Though their degrees are granted by the Swanson School of Engineering, graduate students conduct research in labs at the School of Medicine, the McGowan Institute for Regenerative Medicine, the University of Pittsburgh Cancer Institute, the School of Dental Medicine, the Graduate School of Public Health, and the School of Health and Rehabilitation Sciences, in addition to laboratories within the Swanson School.

This open access to broad swaths of campus expertise, Borovetz says, “is not part of the reason for our success. It is the reason. It’s what other places would love to be able to claim.”

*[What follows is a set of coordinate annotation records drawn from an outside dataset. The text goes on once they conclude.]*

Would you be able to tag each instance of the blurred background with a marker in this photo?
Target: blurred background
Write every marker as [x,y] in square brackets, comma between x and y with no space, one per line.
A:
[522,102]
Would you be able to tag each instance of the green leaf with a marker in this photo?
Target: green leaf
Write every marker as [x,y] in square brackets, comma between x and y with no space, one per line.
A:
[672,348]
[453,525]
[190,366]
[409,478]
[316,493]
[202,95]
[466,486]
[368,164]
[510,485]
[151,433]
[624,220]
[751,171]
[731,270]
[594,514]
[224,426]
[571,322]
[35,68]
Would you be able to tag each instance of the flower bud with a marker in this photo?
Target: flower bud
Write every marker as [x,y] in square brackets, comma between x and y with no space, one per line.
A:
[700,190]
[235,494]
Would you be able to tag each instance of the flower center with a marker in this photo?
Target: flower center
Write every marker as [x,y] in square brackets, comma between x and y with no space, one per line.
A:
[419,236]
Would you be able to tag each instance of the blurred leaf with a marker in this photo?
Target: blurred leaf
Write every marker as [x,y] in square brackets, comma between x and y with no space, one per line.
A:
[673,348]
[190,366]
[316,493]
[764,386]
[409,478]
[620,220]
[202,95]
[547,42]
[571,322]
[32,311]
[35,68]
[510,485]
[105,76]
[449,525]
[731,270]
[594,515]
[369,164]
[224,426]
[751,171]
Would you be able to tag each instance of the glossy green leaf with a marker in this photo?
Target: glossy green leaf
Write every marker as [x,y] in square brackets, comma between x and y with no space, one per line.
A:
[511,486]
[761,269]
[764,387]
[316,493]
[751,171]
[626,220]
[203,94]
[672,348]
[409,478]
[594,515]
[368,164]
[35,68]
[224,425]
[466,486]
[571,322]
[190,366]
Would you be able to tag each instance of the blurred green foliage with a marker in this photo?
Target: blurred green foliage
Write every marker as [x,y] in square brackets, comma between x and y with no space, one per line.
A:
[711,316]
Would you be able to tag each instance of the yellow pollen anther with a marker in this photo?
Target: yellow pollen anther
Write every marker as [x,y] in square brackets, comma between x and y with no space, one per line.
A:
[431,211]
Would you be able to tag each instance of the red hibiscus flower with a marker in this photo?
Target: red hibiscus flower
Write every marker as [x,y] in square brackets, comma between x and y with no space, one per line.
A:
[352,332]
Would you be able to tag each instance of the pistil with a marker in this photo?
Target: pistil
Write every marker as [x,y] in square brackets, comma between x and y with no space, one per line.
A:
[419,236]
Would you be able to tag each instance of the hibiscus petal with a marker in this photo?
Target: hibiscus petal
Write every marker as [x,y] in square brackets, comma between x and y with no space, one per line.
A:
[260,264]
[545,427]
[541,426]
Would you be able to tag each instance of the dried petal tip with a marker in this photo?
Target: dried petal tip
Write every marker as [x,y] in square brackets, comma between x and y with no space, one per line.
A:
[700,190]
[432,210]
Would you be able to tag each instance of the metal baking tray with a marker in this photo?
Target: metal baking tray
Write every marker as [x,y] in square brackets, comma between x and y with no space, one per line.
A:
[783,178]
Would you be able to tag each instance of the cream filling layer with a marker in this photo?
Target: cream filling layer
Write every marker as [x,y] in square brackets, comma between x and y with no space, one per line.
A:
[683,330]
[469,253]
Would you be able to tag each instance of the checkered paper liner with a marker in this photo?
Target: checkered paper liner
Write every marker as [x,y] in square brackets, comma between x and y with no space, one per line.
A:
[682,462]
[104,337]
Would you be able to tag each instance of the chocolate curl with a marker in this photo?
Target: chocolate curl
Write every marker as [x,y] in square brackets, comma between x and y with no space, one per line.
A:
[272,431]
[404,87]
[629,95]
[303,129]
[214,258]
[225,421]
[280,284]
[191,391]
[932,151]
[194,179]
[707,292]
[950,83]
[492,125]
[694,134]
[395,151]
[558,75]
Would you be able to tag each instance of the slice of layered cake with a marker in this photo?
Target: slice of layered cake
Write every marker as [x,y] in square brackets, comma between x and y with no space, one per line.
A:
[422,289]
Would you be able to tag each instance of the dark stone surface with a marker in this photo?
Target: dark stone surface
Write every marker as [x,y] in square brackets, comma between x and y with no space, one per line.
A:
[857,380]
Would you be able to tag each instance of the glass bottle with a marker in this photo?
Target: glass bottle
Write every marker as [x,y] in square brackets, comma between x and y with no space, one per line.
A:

From his office in Benedum Hall, Borovetz has a view of the medical school and UPMC’s training hospitals perched atop “Cardiac Hill.” It is a reassuring sight for Borovetz, who spent two decades in Pitt’s artificial heart program, along with cardiac transplant surgeons and cardiovascular physicians at UPMC and the School of Medicine.

The bioengineering program’s success stems in large part from its access to clinical settings, lab space, and faculty talent provided through its unique partnership with the medical school. “We are totally integrated with the School of Medicine,” says Borovetz. “That gives our students opportunities that are, quite frankly, limitless in terms of what they want to do.”

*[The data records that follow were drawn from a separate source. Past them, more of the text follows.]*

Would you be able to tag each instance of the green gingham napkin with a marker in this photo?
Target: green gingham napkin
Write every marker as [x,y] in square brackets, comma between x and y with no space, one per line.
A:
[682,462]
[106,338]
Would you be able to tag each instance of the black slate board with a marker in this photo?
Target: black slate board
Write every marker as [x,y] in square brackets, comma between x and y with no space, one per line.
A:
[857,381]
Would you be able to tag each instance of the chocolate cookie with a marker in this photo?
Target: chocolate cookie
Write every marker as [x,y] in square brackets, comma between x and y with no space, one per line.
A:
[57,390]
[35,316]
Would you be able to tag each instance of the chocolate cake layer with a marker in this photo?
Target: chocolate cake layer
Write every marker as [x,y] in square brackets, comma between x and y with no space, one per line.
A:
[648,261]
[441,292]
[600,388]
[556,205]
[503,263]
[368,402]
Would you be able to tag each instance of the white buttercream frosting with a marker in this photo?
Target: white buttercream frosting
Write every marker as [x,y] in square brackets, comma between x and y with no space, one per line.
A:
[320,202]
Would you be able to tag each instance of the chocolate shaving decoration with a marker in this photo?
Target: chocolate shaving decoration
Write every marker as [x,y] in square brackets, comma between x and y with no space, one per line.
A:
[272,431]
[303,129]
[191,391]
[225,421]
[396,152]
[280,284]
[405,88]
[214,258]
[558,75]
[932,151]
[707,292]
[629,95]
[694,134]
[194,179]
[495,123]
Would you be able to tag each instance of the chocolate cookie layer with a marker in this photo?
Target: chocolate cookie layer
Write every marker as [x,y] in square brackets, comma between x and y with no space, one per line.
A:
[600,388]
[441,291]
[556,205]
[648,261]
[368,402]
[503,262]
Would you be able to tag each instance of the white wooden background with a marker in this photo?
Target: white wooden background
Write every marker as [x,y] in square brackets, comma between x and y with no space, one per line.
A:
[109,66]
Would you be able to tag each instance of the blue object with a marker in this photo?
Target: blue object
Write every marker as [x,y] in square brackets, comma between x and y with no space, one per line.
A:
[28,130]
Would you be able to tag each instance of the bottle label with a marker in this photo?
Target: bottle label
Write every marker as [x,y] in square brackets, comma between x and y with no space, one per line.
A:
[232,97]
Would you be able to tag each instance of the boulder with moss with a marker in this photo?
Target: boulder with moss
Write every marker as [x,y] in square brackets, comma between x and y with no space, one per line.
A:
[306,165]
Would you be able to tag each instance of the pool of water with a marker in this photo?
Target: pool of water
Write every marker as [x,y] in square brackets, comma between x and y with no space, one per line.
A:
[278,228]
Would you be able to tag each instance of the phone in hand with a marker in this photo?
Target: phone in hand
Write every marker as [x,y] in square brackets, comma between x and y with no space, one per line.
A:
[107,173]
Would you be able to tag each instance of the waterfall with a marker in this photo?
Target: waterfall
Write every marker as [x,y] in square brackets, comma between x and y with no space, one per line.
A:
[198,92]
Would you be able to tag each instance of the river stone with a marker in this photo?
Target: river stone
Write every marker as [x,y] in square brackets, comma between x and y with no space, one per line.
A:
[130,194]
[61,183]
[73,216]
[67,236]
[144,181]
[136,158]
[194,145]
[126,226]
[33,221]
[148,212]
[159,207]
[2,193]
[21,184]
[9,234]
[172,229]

Rebecca Long, a fifth-year PhD student, uses the science of mechanical engineering and physiology to conduct basic research into tissue engineering science. With biomechanics, Long says, “you’re taking principles you learn in mechanical engineering or basic physics and seeing how to apply them to things that don’t behave like a steel beam. It’s taking those same concepts and using them to learn how the body works.”

Long, who majored in chemical engineering and biomedical engineering at Carnegie Mellon as an undergrad, was drawn to Pitt’s program by the opportunity to work with Michael S. Sacks, William Kepler Whiteford Professor of Bioengineering. In 2006, Sacks shared a Scientific American 50 award with William R. Wagner, deputy director of the McGowan Institute and a professor of surgery, bioengineering, and chemical engineering. The award recognized their pioneering research into tissue engineering.

For her PhD dissertation, Long is studying the biomechanics of bladder cells. Sacks, Wagner, and their McGowan Institute colleagues are working to engineer soft tissue that could eventually replace defective tissues, such as heart valves. Long’s research on cell behavior in the bladder—an organ which frequently atrophies following a spinal cord injury, could lead to drugs to prevent urinary tract problems in spinal patients.

Pitt’s bioengineering program prepared Tim Maul (ENGR ’07) well for the inter-disciplinary environment of biomedical research. A postdoctoral fellow in Wagner’s lab at the McGowan Institute, Maul is working to design injectable polymer- and lipid-based microbubbles that will seek out inflamed blood vessels. His current lab includes a biophysicist, a biochemist, a physician, and a chemical engineer. “The bioengineering program is the ideal incubator for learning how to grow in this kind of environment,” he says. “Working in these highly interdisciplinary teams is the key to having big successes in research.”

For his doctoral research, Maul studied the mechanics of stem cells—how they reacted to conditions similar to those inside a blood vessel. His work touched several different disciplines—mechanical engineering, cellular and molecular biology, and statistics. He worked with chemical and molecular biologists, and experts in tissue engineering. “A lot of times, people who study biology and mechanical engineering or chemical engineering have a hard time communicating because they don’t speak the same language. But I learned in my labs how to learn from people around me.”

Students coming out of the program enter a field bursting with opportunities in private industry, academia, and government-funded research institutions. Borovetz is convinced that Pitt is training the next generation of leaders in fields such as tissue engineering, imaging technology, and prosthetics.

“I don’t know how or when, but I know that this is going to be the place where you’re going to see these kinds of discoveries being made. That’s what’s so great about having our students participate in this research. Turn them loose and they’re going to bioengineer great solutions down the road,” Borovetz says.